In dit bestemmingsplan zijn geen nieuwe ontwikkelingen toegelaten. Voor het andere deel van Roerdelta is het bestemmingsplan Roerdelta fase 1 opgesteld. Dit bestemmingsplan maakt wel nieuwe ontwikkelingen mogelijk.
De Nota integraal horecabeleid beschrijft het horecabeleid van de gemeente Roermond. Het doel van dit beleid is het versterken van toerisme in het kerngebied, een goed evenwicht creëren tussen bedrijvigheid en leefbaar wonen, goede serviceverlening richting ondernemers en streven naar een economisch gezonde en dynamische horecabedrijfstak. In het horecabeleid is aandacht voor de wijze van bestemmen van horecavoorzieningen in nieuwe bestemmingsplannen. In woonwijken worden enkel bestaande horecavoorzieningen positief bestemd zodat uitbreidingsmogelijkheden in de meeste gevallen afwezig zijn. In dit bestemmingsplan zijn de bestaande horecafuncties positief bestemd. Daarnaast is het toevoegen van nieuwe horecagelegenheden binnen het plangebied niet mogelijk gemaakt. Dit is in overeenstemming met het gemeentelijke horecabeleid.
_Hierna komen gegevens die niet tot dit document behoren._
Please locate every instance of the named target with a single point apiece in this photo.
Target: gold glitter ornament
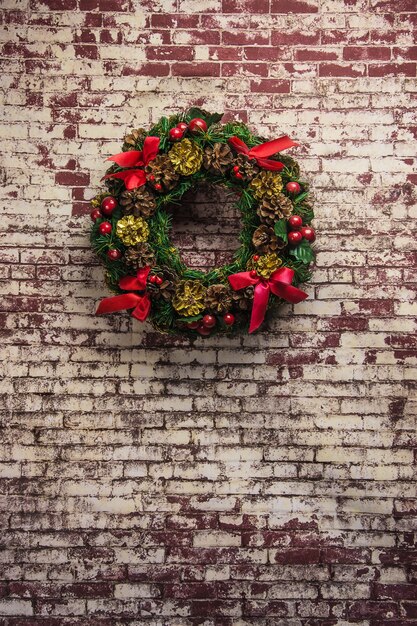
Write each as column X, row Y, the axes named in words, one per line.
column 132, row 230
column 186, row 157
column 266, row 185
column 267, row 264
column 189, row 298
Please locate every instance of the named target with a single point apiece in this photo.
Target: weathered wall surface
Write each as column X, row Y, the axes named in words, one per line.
column 265, row 480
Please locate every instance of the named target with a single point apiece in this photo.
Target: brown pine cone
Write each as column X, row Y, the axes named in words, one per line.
column 166, row 289
column 217, row 158
column 160, row 171
column 273, row 209
column 139, row 202
column 218, row 298
column 135, row 138
column 266, row 241
column 139, row 256
column 243, row 298
column 247, row 167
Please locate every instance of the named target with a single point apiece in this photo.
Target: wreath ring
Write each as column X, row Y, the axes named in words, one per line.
column 130, row 232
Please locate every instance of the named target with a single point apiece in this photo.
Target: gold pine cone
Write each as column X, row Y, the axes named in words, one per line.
column 189, row 298
column 186, row 157
column 273, row 209
column 266, row 184
column 267, row 264
column 132, row 230
column 265, row 240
Het Groenstructuurplan van de gemeente Roermond legt op hoofdlijnen beleid vast dat dient te zorgen voor bescherming, ontwikkeling en uitbreiding van groene waarden. Het geeft een lange termijn visie op de wijze waarop groenvoorzieningen in samenhang met andere ruimtelijke functies vorm gegeven dienen te worden. Het groenstructuurplan richt zich daarbij onder andere op de volgende onderdelen:
Groen leent zich bij uitstek om in samenhang met de gebouwde omgeving in de stad of bij kenmerkende situaties in het landelijke gebied, identiteit te verlenen aan een plek. Omvang en soortenkeuze spelen hierbij een belangrijke rol. Het groen neemt daarbij wisselende vormen aan. Groen langs wegen heeft een andere vorm en functie dan het groen rond een speelplek of in een plantenbak in het centrumgebied. Een andere belangrijke functie van het groen is de verbindende waarde of de mogelijkheid om structuren aan te brengen. Groen kan de samenhang van ruimtelijke onderdelen of functies bevorderen en daarmee zorgen voor structuur binnen de opeenvolging van groene waarden in het stedelijk gebied of in het omringende buitengebied.
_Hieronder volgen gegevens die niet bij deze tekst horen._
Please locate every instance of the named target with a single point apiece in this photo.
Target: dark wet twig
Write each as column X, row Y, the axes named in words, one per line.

In het Groenstructuurplan wordt ten aanzien van het plangebied opgemerkt dat met name vanaf Het Steel tot aan de eerste bebouwing langs de Roer waardevolle structuurelementen liggen bestaande uit wegbegeleidende boombeplanting. Langs de Roer zijn zitjes aan het water aangelegd om de Roer toegankelijker te maken. Achter het Witte Kerkje ligt naast de Ster een goed verzorgde speelvoorziening in het groen. Ter hoogte van Over Brugge ligt een driehoekig plein in een karakteristieke vormgeving met natuursteenbestratingen en lindeboombeplanting. Vanaf dit plein is een groene asverbinding met de bebouwing 'Achter de Ster' en aan het waterfront aanwezig. Ook de omgeving van de Vismarkt kent groenvoorzieningen langs de stedelijke Roer die doorlopen tot het clubhuis van roeivereniging Nautilus. De groenvoorzieningen langs de stedelijke Roer en op de privéterreinen in de oude delen van de Voorstad St. Jacob zijn de belangrijkste groenelementen in de wijk.
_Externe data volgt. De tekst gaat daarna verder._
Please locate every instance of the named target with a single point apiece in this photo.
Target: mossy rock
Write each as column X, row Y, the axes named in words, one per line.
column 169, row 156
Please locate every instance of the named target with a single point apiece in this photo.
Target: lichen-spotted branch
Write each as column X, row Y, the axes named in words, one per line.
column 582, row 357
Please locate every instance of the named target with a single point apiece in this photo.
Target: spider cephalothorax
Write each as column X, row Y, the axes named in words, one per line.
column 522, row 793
Het bestemmingsplan maakt ook geen ontwikkelingen mogelijk die de aanwezige groene waarden aantasten. Bovendien kan binnen het bestemmingsplan de kwaliteit van de bestaande groene waarden wel worden verbeterd doordat groen is medebestemd in diverse bestemmingen.
Op 7 juli 2011 heeft de gemeenteraad van Roermond de Nota bodembeheer regio Maas & Roer, gedeelte Roermond inclusief bodemkwaliteitskaart vastgesteld. In de Nota is het bodembeleid van de gemeente beschreven. De Nota is opgesteld in samenwerking met de gemeenten Maasgouw, Beesel en Leudal.
De Nota geeft naast een uitwerking van het Besluit bodemkwaliteit ook op eenduidige wijze invulling aan het gemeentelijk bodembeleid, waarin de bodemdoelstellingen binnen de Wet ruimtelijke ordening, de Woningwet, de Wet bodembescherming en het Besluit bodemkwaliteit gelijk zijn.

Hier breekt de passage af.